Tech Career

Tech Career Dress Code

It’s such a relieve to know that the tech career (depending on the company and industry) has some of the more favorable dress code in all professional fields. As someone who spent a good bit of time wearing uniforms, I was happy to wear business casual to work. I didn’t have to change before going to any after work activity.


That being said, depending on your specific niche, you have to be mindful of what you wear. Your outfit sells your role. If you don’t dress like the typical person in your role (or above) you’ll find yourself having to prove your mettle a lot. Below is a guide to help you.


Business Analysts, Scrum Master

Business casual is the appropriate attire for BAs and Scrum Masters. Feel free to add your unique flair but keep it fundamentally formal as you want to be taken seriously.  

Suggestions: Work dress, button down shirts and pants, occasional sports coat or blazer


Project Manager, Product Owner

Regardless of your organization’s culture. You want to dress business casual as a Project Manager or Product Owner. If your organization gives out polo shirts with logos, get as many as you can and wear them as often as you can.

Suggestions: Blazer or sports coat, business shirts, dark pants, khakis, comfortable work shoes, Casual suits (skirt or pants)


Developer, Tester Operations, Networking, Security, Infrastructure, Database, Systems Administrators

Engineers like to look like engineers. They take pride in their appearance believe it or not. A lot of them like to dress down and look technical. You should adopt this policy, unless your particular company is generally business casual/formal. Your team members may become less agreeable if you keep dressing like their boss’s boss even after you’ve been with them for a while.  That has happened to me before. I kept wearing fashionable suits when most of the engineers were dressed down. My appearance gave the impression that I was either overcompensating or grandstanding even though neither was true.

Suggestions: company logo shirts (if provided), collared button down shirts, dark pants, khakis, polos, regular jeans (if allowed)

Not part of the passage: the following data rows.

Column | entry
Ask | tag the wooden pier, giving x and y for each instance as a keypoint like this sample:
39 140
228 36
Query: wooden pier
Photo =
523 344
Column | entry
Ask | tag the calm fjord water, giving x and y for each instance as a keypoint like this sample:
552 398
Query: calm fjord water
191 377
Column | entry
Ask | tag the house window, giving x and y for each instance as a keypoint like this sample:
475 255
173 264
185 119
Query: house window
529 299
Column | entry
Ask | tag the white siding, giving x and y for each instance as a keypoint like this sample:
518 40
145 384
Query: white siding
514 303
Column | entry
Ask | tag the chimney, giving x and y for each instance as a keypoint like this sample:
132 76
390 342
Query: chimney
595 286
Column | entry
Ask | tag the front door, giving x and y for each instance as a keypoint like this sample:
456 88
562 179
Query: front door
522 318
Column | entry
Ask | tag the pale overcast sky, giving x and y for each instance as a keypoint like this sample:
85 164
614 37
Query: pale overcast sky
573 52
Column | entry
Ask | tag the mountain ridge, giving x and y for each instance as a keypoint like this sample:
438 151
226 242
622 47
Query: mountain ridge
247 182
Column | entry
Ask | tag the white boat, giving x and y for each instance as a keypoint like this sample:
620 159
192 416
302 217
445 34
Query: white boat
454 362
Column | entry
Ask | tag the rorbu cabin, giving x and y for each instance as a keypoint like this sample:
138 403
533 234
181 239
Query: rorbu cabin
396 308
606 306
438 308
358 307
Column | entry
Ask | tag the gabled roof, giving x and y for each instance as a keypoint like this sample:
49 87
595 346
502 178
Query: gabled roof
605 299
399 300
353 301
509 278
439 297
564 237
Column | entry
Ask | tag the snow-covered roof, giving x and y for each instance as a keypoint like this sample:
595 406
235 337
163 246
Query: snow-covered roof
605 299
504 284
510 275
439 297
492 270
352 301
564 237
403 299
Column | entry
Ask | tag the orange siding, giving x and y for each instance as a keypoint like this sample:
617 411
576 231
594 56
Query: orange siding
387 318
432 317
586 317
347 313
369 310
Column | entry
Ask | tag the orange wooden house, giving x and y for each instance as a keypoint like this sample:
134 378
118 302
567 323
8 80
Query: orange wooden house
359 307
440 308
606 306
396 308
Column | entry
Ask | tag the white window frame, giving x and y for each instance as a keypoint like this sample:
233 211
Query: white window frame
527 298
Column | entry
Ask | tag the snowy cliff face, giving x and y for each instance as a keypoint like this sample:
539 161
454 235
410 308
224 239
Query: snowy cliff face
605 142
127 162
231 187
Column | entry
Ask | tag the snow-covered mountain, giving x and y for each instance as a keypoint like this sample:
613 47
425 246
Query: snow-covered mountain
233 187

You’ll notice a culture and a dress code in the organization your work for. Try to adapt with your own personal twist, and also be mindful of the dress code of your role in particular. Ensure a consistency with your appearance. Try to buy outfits that can work in multiple combinations and don’t particularly stand out in color and design. For example, dark colored clothing, grey, black, and navy blue. Dry clean your work clothes if you can, or just have them washed and pressed on the weekends, ahead of the week. This will save you time and having to think about what to wear during the week. These are a few suggestions I’ve found that work in my experience.